The Kremlin used this unusually lengthy editorial in Pravda to provide their initial rationale for the
invasion. The editorial begins with an explanation of why the Soviet Union and its allies chose to fulfill
the "request for military assistance "made by unnamed "party and state leaders "in Czechoslovakia, and
then assails, in eight sections, the Prague Spring. It proclaims the "defense of socialism" in individual
Warsaw Pact countries as "the most sacred internationalist duty for all socialist countries," especially
for the Soviet Union.

The language of the editorial reiterates, and in some cases repeats verbatim, arguments earlier set forth
in the Warsaw letter, in the letters sent by the Soviet Politburo to the CPCz Presidium, and in Brezhnev's
speeches at bilateral and multilateral meetings as well as at plenary sessions of the CPSU Central
Committee. The editorial, however, marks the first time that the Soviet authorities publicly attacked Dubček
by name, accusing him of heading a group of "right-wing opportunists "on the CPCz Presidium who had
committed "perfidious and traitorous acts."

The article was published simultaneously in the form of a pamphlet for mass distribution in Czechoslo-
vakia by the Soviet news agency Novosti.

The Defense of Socialism Is the Loftiest Internationalist Duty

Party and state leaders of the Czechoslovak Socialist Republic have asked the Soviet Union and other allied countries to give the fraternal Czechoslovak people urgent assistance, including assistance through military force.

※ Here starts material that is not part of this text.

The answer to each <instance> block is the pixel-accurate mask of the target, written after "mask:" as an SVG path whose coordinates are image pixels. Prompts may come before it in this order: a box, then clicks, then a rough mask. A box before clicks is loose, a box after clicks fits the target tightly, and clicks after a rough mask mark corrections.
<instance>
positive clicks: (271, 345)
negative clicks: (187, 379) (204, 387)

The request was motivated by the existence of counterrevolutionary forces acting in collusion with external forces hostile to socialism. These forces combined, have created a threat to the existing socialist system in Czechoslovakia and to the statehood of Czechoslovakia as determined by the Constitution.

The need to adopt a historic decision in connection with the request to the Soviet Union and other fraternal socialist countries for help has been fully justified in the appeal by a group of members of the CPCz Central Committee, the ČSSR government, and the ČSSR National Assembly, which is published in today's Pravda.13 This need was brought about by the danger of a fratricidal struggle that was being prepared by reactionary forces in the ČSSR.

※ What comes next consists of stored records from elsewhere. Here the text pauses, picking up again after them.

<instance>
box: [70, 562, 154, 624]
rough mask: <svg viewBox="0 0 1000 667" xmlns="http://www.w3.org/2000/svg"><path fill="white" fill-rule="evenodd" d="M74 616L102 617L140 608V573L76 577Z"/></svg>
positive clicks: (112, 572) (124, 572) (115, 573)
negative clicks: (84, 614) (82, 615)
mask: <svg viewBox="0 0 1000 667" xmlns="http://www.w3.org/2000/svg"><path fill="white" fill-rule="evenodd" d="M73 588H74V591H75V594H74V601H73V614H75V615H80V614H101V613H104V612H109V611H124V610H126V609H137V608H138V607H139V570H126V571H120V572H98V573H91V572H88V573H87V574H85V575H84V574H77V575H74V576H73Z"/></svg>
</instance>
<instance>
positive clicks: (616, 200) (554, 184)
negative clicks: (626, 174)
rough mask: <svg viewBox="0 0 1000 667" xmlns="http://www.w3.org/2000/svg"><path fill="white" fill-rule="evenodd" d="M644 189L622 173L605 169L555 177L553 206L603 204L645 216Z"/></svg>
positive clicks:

… The governments of the USSR and of other allied countries have decided to comply with the above-mentioned request and to lend all necessary aid to the fraternal Czechoslovak people. The fraternal socialist countries are thus fulfilling their joint internationalist duty….

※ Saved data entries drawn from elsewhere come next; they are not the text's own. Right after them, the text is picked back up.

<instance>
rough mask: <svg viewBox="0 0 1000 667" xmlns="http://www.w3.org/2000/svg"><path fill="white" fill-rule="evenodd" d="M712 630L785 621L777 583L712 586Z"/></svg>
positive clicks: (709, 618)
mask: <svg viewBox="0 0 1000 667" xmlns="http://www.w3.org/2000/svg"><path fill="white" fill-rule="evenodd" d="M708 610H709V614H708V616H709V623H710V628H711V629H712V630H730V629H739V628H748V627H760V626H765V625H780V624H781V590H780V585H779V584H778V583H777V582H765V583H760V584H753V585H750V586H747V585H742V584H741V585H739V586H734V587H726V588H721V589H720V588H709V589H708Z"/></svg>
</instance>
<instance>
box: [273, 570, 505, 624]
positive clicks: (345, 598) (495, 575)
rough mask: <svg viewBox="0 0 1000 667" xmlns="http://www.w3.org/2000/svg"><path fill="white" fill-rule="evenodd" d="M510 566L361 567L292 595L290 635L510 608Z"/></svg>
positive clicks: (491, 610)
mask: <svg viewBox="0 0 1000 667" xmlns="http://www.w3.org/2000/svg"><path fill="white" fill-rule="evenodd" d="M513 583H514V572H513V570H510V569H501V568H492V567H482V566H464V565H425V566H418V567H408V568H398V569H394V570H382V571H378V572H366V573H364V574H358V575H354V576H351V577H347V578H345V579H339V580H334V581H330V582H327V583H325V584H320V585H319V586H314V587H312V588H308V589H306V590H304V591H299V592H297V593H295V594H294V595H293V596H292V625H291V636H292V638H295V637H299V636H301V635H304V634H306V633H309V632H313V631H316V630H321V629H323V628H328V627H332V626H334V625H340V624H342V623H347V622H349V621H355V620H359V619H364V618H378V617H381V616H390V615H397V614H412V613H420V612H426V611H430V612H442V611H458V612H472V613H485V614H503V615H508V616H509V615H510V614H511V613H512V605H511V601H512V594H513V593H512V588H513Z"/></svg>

The fraternal friendship and military alliance between the Soviet Union and Czechoslovakia were codified in the Treaty on Friendship, Mutual Assistance, and Postwar Cooperation, which was first signed in 1943 and then renewed in 1963. In accordance with this treaty, our states, our parties, and our peoples are obliged to come to each other's assistance whenever a threat emerges to the security of our borders and to the cause of socialism….

… As time passed … an atmosphere of disarray, vacillation, and instability was beginning to take shape in the CPCz itself and reactionary, anti-socialist elements, backed by international imperialism, were beginning to rear their heads….

13 This "appeal" was published alongside the article on page 1 of Moscow Pravda, but the purported signatories were
never identified either at the time or afterwards.